Tugas pemerintah saat ini justru pemerintah harus lebih menaruh perhatian terhadap pengimplementasian dan pembangunan sistem pengawasan. Berdasarkan pengalaman, sebut dia, Indonesia kerap punya aturan tapi lemah pengawasan.
 
Contohnya, larangan pengelolaan lahan gambut tiga meter ke atas hanya sebatas kebijakan yang tertulis di atas kertas. Praktiknya di daerah, banyak pengusahaan di lahan gambut melanggarnya.
 
Dijelaskannya, saat ini Sumatra memiliki 7 juta hektare lahan gambut, dan sekitar 2,7 juta hingga 3 juta hektare telah dimanfaatkan untuk hutan tanaman industri (HTI), seperti akasia dan sawit.
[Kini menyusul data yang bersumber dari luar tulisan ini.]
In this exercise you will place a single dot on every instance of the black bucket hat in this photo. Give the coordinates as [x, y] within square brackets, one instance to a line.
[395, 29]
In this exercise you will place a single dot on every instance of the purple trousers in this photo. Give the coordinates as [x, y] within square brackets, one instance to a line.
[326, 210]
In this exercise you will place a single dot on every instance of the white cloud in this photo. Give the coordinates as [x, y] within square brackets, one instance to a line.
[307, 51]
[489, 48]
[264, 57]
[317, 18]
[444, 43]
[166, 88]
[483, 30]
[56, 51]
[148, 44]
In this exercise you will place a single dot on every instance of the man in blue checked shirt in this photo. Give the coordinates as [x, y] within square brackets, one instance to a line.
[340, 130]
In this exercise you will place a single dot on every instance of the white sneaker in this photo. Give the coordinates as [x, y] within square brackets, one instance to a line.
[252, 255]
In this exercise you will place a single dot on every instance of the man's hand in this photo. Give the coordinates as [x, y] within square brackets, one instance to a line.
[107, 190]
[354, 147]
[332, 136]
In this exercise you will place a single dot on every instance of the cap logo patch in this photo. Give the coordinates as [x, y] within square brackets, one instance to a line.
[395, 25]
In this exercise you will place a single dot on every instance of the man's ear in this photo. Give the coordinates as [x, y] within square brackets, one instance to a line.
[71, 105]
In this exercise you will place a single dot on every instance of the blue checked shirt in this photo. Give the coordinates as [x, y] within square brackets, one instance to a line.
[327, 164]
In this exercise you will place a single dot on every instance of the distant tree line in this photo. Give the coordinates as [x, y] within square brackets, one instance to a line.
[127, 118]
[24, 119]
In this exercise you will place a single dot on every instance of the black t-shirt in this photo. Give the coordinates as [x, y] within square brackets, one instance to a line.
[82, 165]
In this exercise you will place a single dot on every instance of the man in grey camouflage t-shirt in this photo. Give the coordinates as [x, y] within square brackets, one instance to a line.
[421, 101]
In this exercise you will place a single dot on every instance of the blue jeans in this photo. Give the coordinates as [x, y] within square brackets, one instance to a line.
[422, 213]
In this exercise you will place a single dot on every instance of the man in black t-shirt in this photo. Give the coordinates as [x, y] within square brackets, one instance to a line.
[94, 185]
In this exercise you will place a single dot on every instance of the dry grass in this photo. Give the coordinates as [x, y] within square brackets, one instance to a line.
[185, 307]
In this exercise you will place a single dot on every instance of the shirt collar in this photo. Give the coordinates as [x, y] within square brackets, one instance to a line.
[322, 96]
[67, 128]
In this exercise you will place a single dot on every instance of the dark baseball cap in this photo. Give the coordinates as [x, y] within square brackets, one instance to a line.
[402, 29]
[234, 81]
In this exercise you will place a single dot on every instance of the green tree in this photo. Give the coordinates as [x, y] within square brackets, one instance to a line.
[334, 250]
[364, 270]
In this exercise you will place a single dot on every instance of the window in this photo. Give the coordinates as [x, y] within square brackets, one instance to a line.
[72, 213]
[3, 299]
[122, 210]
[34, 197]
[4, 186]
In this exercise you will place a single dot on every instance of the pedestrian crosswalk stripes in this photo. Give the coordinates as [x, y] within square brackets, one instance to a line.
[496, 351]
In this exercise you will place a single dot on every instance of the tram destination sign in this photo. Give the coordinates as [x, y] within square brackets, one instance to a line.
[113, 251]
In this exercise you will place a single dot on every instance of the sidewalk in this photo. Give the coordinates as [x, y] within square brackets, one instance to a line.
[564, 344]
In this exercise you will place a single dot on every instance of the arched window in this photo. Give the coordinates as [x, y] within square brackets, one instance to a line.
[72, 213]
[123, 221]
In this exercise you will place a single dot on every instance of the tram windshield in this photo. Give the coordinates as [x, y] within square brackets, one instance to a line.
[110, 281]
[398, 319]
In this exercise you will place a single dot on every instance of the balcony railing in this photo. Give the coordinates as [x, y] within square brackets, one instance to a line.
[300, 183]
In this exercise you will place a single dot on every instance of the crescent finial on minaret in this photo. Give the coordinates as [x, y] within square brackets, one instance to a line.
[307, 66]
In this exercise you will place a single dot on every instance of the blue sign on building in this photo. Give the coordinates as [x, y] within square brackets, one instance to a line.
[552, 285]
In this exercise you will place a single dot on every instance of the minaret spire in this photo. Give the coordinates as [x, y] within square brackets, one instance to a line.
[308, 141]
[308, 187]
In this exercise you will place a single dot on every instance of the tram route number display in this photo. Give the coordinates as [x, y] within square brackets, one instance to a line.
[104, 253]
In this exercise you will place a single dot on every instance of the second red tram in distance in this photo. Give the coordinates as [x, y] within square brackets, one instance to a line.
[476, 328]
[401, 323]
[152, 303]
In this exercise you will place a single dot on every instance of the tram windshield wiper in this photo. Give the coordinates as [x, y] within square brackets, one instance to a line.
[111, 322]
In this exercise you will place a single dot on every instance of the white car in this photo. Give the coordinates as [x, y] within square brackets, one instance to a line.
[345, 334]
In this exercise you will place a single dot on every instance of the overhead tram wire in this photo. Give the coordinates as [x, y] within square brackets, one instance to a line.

Sisanya, sekitar 4 juta hektare masih alamiah.
 
Ia mengatakan, untuk meningkatkan produktivitas dan pemanfaatan lahan gambut, pengusaha tidak harus mengubah karakteristik lahan gambut yang basah dan alami lantas berujung kebakaran hutan. Seharusnya, mereka dapat memasukkan unsur teknologi dengan prinsip meningkatkan produksi tanpa harus memperluas HTI. “Misal, HTI 3 juta hektare, value jadi 7 juta hektare, tapi lahan tetap 3 juta hektare,” ujarnya.
 
Peneliti Gambut dari Universitas Gadjah Mada (UGM) Azwar Maas mengatakan, batas air 0,4 meter di bawah permukaan lahan gambut sebagaimana tertuang dalam Peraturan Pemerintah (PP) Nomor 71 Tahun 2014 mesti direvisi menjadi lebih rendah lagi, yakni 0,2 meter. Sebab, batas air yang diatur sekarang masih kerap menyulut kebakaran serta membuat lahan menjadi kering ketika kemarau.
 
“Terlebih di perkebunan sawit yang umumnya batas air di bawah permukaan lahan melebihi 0,4 meter,” ujar Azwar Maas. Batas air perlu diturunkan, kata dia, agar ke bakaran hutan di Riau yang telah terjadi selama 17 tahun dapat berhenti.
 
Dijelaskannya, membahas lahan gambut harus pula membicarakan hukum air yang mengalir dari atas ke bawah. Ketika kubah gambut ditoreh oleh kanal-kanal seenaknya, maka air akan lepas. Maka, mempertahankan kubah gambut sangat penting agar sumber air terpenuhi sepanjang tahun, terhindar dari banjir maupun kekeringan.